The test is mostly facilitated through the Eclipse Wiki as a platform for collaboration, plus daily E-Mails to all signed up testers and the tm-dev mailing list during the test period, mentioning important news.

Some things we have learned from this effort:
  • Signing up each user with a 2-hour effort in advance, and asking them to change the signup on the Wiki themselves proved very effective. That way, we also signed up each user with some randomly chosen feature.
  • It took some time until users learned to use the Wiki effectively. It looks like there was some unnecessary shyness of getting involved and modifying content themselves. The 2nd round of testing is going a lot better than the first one already.
  • Bugzilla was used with a specialized bug entry form, remembered as bookmarkable entry and used by the testers. Having the detailed configuration info at hand with each bug report proved very helpful.
  • We found a lot of new bugs - some of them critical - and surprisingly few duplicates, although we had asked testers to not waste time searching for duplicates before filing a bug. This seems to show how valuable it is to have a large group of testers with slightly different usage schemes, even if each of them invests only a small amount of time (we mostly asked for 2-4 hours each).
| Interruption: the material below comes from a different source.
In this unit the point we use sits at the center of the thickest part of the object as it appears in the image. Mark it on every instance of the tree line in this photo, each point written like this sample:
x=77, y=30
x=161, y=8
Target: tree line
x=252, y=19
Comments from our testers showed that everybody liked the format of this test. In fact, everybody increased time commitment for the 2nd round of testing, and nobody left. At the same time, the users learned about new features and the project found new bugs.

This test is a great example showing that the Eclipse model of Open Source works really well: communities of users, contributors and committers all working together on a common goal, coordinated but voluntary. It shows that Open Source does not mean it is uncoordinated; in fact, by being Open and Transparent the Eclipse model is probably more coordinated and predictable than many proprietary projects.